« Depuis plusieurs années, dans le cadre du festival des Rencontres internationales de la photographie d’Arles, j’anime des ateliers de formation autour de l’image, une activité que je mène en parallèle de mon travail personnel et qui est aujourd’hui partie intégrante de ma démarche professionnelle. Ma participation à Création en cours est donc une occasion rêvée d’allier les deux », s’enthousiasme Edwin Fauthoux-Kresser, diplômé depuis 2013 de l’École nationale supérieure de la photographie d’Arles, accueilli par l’école publique de Lablachère en Ardèche dans le cadre du dispositif de résidences artistiques à l’école Création en cours.
Tout, en effet, semble idéalement se conjuguer. D’abord, la perspective de travailler avec des enfants, un public qu’il connaît : « ils sont assez incroyables, plein d’émotion et d’envie autour de l’image, très réceptifs, et en même temps, ils connaissent déjà beaucoup de choses, ils ont une relation au réel forte et peuvent apporter beaucoup par eux-mêmes ». Ensuite, celle de mener son projet dans des conditions qui le ravissent : « Lablachère est situé entre les gorges de l’Ardèche et les Cévennes, entre la campagne et la montagne, avec d’un côté des vignes, de l’autre des monts enneigés. C’est un très bel endroit qui m’a immédiatement plu quand je suis arrivé en voiture par la route du Gard. Comme c’est une petite commune, les enfants viennent de différents endroits. Cette diversité est propice aux échanges ».
Je voudrais que le livre de photographies que nous allons élaborer, leur ressemble autant qu’il leur échappe. Pour moi, cela a toujours été le marqueur de quelque chose de réussi
Le jeune photographe vient de passer trois jours sur place, mais c’est du 20 mars au 14 avril, lors d’un séjour en immersion à l’école, que son projet autour du livre de photographie prendra forme. Pas de thème défini à l’avance pour celui-ci, un choix qu’il revendique : « Je veux voir ce qui se développe, où vont les envies des élèves, quel environnement les intéresse, et à partir de là, on va construire une thématique et des enchaînements ». En revanche, un substantiel travail est prévu sur le « chemin de fer », terme bien connu des milieux de la presse et de l’édition, autrement dit sur l’agencement des pages et le choix des images. «J’ai commencé à leur montrer des livres de photographies classiques et contemporains. Je vais les inciter à se rendre compte des formes classiques d’enchaînement d’images dans un livre, puis à oser des décalages pour créer un rythme particulier au livre. Je voudrais qu’ils apprennent des choses mais aussi qu’ils s’amusent. Tout a commencé comme cela pour moi avec l’idée et le plaisir du jeu qui, peu à peu, sont devenus un moteur artistique. »

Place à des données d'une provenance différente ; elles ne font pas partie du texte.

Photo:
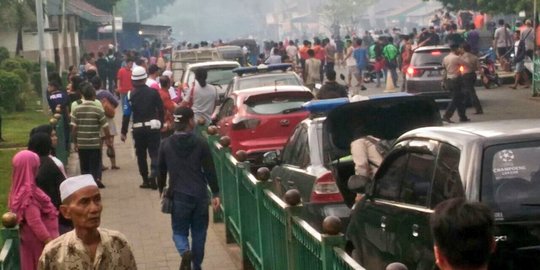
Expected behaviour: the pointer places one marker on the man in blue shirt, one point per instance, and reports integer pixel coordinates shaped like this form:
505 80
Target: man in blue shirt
361 56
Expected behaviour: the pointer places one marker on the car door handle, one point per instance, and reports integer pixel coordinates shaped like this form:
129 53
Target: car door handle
383 223
415 229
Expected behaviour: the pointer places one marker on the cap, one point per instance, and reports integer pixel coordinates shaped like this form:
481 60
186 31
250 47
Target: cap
76 183
182 114
138 73
167 73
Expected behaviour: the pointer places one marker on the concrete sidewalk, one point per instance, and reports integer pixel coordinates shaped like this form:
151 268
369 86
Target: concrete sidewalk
136 213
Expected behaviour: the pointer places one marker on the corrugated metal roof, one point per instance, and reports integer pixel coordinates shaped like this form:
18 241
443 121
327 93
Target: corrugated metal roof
80 8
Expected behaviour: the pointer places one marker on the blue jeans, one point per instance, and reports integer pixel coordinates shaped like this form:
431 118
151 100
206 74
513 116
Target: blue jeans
189 212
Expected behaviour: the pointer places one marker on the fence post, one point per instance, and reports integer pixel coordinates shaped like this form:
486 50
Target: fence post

Au programme, des aller-retours constants entre la prise de vue et le travail en atelier. « Nous allons nous promener autour de Lablachère en commençant par le pont mégalithique du village. Il faut passer du temps pour faire des images, et - surtout ! - ne pas craindre d’en perdre les jours où la lumière ne sera pas bonne. Je verrai avec eux ce qui se dessine à partir de cette matière première. Ils auront les appareils en mains de manière collective et individuelle, en alternance. Ils pourront amener les leurs, j’ai aussi acheté des appareils de bonne qualité de mon côté. Une chose importante : je ne voulais pas d’appareils-jouets ».
Ce projet autour du livre fait écho à la propre pratique du jeune photographe dont les images prennent souvent place dans un récit comme on peut en juger sur son site, www.edwinfauthouxkresser.com, qu’il s’agisse du Recueil amazonien (2014), de La Perte du Danube (2013), ou de l’Instabilité des phénomènes (2014), très beau travail conçu à partir des relevés d’un hydrologue, lequel a d’ailleurs lui-même pris la forme d’un livre.
A la fin de la résidence, chaque élève repartira avec son propre livre, un aspect du projet que tous plébiscitent. « Il s’agit d’une projet collectif qui aboutit à un objet individuel à prendre avec soi et qui sort de l’école », souligne Edwin Fauthoux-Kresser, qui revient très précisément sur l'ambition qu'il assigne à ce travail : « Je jugerai de la réussite de la résidence à la réception que les élèves auront de leur propre travail. Je voudrais qu’il leur ressemble autant qu’il leur échappe. Pour moi, cela a toujours été le marqueur de quelque chose de réussi. J’en jugerai aussi à la réception des parents, des enseignants, et plus largement du public qui regardera le livre et qui n’aura pas nécessairement de lien avec la classe. Je vais beaucoup insister auprès d’eux sur le fait qu’ils font ces images non seulement pour leur entourage immédiat mais aussi pour un potentiel spectateur ».